You can fix this design by adding a parameter allowed_unlock_count to every function which operates on the mutex object; there are two types of guarantees that can be made about allowed_unlock_count:
(permit-unlock-depth) allowed_unlock_count represents the depth of permitted unlocking of mutex: the caller allows bar to unlock the mutex allowed_unlock_count times. After such unlocking, no guarantee is made about the state of mutex.
(promise-unlock) allowed_unlock_count represents the depth of locking of mutex: the caller guarantees that unlocking mutex exactly allowed_unlock_count times will allow other threads to grab the mutex object.

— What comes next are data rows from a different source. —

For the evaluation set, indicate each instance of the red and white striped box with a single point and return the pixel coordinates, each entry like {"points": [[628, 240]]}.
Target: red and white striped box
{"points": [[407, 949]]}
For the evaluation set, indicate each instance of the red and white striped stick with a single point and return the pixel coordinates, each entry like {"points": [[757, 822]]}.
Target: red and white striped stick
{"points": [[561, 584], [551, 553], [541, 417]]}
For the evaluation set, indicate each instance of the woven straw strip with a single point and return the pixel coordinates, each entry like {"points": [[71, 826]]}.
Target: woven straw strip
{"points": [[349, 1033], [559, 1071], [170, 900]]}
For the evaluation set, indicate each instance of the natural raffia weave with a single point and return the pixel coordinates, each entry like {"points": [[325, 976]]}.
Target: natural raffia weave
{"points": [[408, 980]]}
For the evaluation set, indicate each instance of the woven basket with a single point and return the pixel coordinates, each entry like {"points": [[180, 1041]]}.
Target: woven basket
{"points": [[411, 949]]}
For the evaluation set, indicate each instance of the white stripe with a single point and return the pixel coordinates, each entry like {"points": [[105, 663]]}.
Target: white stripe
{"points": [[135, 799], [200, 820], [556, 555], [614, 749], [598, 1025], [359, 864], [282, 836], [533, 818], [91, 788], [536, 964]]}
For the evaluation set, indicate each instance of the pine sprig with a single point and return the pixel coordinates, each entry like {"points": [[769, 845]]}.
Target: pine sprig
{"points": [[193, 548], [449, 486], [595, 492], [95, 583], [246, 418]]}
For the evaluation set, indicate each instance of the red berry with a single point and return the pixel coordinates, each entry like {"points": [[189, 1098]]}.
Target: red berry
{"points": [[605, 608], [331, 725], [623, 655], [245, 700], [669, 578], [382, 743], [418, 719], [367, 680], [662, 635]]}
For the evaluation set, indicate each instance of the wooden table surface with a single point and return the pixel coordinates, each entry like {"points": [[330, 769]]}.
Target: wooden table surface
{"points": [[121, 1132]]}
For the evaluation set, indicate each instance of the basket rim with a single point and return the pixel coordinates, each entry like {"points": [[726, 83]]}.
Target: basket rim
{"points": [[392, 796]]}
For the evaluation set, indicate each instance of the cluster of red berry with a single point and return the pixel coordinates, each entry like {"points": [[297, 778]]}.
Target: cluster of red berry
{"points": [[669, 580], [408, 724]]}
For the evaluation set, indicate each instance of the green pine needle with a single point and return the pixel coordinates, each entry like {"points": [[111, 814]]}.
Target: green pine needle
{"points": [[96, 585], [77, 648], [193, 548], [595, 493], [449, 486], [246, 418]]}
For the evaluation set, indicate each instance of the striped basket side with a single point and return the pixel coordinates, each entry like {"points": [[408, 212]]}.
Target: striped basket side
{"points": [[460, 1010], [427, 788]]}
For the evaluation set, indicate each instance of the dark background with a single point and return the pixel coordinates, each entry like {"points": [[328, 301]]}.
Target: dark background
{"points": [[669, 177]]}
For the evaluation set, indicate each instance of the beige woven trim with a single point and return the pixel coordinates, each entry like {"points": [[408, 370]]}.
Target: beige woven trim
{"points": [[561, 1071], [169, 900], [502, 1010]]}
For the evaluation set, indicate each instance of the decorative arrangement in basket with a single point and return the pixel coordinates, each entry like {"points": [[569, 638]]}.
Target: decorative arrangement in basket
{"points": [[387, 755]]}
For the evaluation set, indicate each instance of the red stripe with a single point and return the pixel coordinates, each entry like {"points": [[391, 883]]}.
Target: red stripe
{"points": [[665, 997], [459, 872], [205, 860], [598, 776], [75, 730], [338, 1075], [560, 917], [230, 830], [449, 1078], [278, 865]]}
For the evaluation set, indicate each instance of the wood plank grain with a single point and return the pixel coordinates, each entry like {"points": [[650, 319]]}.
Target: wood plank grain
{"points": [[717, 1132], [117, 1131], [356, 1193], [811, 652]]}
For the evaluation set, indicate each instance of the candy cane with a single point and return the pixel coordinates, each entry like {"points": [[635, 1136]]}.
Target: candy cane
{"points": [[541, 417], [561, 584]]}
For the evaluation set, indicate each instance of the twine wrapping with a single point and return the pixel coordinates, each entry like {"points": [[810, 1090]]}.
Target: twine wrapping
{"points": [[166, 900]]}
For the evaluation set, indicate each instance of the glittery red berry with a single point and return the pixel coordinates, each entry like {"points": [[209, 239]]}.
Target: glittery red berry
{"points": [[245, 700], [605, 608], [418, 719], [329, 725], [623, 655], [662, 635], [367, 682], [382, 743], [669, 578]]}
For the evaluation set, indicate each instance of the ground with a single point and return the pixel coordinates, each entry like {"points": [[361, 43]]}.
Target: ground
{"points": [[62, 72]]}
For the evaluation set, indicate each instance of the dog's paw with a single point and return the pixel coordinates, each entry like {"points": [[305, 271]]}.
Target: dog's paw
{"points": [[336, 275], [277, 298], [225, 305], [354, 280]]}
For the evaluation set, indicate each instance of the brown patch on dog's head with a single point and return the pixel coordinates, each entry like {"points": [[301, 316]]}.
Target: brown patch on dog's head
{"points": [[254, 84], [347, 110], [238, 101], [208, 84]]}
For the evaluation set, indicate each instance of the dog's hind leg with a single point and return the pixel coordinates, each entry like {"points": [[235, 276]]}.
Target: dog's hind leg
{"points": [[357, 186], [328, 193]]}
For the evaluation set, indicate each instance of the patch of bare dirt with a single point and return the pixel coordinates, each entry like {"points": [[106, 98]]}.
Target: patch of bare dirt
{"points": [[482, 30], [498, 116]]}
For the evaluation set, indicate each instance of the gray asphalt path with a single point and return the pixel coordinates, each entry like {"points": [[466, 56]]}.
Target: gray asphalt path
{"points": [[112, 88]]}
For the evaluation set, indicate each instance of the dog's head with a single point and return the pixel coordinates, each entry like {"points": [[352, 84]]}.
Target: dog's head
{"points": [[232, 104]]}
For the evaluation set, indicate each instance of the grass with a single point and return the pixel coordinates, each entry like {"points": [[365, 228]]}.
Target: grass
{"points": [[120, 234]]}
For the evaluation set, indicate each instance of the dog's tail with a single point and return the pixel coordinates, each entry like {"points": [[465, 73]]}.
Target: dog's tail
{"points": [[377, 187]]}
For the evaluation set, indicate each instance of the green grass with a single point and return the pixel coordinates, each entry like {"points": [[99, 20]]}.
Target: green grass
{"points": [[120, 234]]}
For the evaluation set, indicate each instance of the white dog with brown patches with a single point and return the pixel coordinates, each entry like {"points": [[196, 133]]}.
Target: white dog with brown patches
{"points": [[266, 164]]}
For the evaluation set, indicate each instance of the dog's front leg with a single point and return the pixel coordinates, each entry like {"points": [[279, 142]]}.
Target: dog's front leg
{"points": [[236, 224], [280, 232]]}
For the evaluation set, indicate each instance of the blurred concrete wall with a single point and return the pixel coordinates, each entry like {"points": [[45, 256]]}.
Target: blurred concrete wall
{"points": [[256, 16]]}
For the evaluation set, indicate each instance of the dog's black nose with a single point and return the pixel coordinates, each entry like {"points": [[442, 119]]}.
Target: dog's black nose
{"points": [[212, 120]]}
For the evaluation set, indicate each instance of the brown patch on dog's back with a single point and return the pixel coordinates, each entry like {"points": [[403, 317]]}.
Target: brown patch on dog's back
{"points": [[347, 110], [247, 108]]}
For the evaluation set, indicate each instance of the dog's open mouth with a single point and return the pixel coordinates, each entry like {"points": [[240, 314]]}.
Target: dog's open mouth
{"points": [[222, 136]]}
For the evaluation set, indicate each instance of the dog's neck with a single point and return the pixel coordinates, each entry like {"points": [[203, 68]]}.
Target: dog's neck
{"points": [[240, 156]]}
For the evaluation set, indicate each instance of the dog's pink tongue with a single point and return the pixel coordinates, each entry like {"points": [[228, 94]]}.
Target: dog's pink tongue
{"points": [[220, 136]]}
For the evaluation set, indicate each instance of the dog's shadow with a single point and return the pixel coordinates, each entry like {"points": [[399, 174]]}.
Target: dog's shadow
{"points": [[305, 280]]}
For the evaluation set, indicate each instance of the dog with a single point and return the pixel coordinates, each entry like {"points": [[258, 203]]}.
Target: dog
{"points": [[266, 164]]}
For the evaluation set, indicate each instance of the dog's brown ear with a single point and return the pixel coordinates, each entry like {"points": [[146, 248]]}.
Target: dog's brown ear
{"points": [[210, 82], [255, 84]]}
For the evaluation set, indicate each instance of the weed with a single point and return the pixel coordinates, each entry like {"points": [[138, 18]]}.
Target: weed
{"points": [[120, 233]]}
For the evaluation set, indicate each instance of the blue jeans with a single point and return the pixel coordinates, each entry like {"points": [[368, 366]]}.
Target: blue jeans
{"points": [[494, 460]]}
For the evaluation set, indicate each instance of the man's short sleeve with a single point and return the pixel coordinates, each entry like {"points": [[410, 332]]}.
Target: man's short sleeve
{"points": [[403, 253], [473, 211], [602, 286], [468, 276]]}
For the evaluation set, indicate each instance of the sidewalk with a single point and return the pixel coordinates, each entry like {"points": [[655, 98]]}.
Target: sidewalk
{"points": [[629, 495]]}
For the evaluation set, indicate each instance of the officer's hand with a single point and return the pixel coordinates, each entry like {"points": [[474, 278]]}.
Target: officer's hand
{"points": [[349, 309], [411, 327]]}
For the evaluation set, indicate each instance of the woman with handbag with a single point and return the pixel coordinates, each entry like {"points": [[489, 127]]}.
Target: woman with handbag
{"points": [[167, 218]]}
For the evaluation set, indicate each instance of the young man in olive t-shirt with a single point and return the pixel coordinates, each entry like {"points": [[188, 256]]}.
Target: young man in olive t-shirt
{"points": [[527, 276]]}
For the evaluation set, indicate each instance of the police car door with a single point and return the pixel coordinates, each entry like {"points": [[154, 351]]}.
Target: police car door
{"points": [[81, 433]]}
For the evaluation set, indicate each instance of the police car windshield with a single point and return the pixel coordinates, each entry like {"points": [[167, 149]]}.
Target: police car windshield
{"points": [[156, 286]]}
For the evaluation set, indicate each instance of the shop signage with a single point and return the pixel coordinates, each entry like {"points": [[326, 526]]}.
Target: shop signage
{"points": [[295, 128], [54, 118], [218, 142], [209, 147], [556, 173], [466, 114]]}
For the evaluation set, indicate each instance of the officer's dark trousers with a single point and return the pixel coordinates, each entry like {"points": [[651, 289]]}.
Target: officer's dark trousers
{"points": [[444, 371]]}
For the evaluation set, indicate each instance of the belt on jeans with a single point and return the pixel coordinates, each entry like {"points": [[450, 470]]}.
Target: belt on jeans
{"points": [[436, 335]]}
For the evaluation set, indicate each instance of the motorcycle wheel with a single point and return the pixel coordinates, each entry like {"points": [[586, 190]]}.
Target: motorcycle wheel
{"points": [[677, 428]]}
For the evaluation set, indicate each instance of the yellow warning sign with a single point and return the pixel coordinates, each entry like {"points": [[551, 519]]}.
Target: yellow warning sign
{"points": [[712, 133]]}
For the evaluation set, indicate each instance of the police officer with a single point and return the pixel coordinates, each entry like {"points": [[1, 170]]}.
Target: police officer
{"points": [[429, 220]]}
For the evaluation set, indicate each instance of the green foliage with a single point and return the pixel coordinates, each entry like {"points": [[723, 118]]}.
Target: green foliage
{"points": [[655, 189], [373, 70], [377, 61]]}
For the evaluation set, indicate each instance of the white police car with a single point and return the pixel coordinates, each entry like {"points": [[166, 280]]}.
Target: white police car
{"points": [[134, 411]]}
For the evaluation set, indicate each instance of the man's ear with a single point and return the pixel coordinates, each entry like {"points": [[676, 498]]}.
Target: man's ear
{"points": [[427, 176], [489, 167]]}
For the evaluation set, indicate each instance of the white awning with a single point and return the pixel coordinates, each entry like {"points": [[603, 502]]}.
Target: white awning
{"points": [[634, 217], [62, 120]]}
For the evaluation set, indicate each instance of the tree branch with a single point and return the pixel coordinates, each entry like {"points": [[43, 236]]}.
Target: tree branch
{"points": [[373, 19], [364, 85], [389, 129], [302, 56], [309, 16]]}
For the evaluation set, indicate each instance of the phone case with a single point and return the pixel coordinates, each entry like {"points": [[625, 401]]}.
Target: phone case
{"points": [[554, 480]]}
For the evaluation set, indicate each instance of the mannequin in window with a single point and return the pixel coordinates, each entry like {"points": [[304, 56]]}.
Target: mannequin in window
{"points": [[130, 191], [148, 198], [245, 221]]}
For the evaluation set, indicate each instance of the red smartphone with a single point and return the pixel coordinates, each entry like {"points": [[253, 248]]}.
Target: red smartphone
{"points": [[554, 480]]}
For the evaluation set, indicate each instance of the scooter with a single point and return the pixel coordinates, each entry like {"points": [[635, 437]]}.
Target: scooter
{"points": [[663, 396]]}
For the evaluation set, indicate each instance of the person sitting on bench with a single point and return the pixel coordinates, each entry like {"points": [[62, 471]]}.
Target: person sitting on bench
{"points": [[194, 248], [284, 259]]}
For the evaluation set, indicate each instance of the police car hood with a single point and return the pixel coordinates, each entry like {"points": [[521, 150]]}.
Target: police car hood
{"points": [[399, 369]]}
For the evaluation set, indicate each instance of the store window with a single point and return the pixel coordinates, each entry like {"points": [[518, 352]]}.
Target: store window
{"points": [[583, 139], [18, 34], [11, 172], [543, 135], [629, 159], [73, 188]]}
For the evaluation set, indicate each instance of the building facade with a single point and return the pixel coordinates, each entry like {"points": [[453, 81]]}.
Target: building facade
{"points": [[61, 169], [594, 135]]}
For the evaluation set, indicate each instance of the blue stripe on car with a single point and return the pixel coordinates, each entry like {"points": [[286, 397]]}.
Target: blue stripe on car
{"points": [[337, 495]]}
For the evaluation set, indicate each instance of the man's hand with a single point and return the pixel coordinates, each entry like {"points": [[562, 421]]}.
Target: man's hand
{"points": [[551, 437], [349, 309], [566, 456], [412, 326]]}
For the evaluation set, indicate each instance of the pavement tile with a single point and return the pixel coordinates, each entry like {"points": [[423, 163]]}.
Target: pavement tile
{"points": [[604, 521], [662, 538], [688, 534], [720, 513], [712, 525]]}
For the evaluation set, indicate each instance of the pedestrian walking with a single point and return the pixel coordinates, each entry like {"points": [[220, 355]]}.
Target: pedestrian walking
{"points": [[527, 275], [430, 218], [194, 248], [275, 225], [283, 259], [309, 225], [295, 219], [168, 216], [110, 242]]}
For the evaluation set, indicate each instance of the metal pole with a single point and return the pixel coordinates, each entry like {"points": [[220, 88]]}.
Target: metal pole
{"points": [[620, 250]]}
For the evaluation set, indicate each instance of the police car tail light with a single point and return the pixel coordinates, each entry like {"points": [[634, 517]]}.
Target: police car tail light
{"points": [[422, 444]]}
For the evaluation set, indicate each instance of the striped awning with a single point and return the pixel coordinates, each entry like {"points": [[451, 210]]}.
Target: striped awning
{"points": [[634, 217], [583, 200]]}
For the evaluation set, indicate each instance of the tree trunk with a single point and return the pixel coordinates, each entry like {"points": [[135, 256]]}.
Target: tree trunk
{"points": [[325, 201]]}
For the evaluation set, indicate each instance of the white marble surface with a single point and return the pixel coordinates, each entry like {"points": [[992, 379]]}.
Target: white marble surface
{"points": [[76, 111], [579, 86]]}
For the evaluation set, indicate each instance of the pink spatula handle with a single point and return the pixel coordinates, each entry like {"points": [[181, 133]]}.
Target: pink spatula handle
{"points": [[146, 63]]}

These guarantees are pre- and post-conditions of functions.
Here bar depends on (promise-unlock):
// pre: mutex locking depth is allowed_unlock_count
void bar(int allowed_unlock_count)
{
// mutex locking depth is allowed_unlock_count
boost::unique_lock<boost::recursive_mutex> lock(mutex);
// mutex locking depth is allowed_unlock_count+1
// you might want to turn theses loops
// into an a special lock object!
for (int i=0; i<allowed_unlock_count; ++i)
mutex.unlock();
// mutex locking depth is 1
condvar.wait(lock); // other threads can grab mutex
// mutex locking depth is 1
for (int i=0; i<allowed_unlock_count; ++i)
mutex.lock();
// mutex locking depth is allowed_unlock_count+1
}
// post: mutex locking depth is allowed_unlock_count
Called function must explicitly allowed to decrease locking depth by the caller.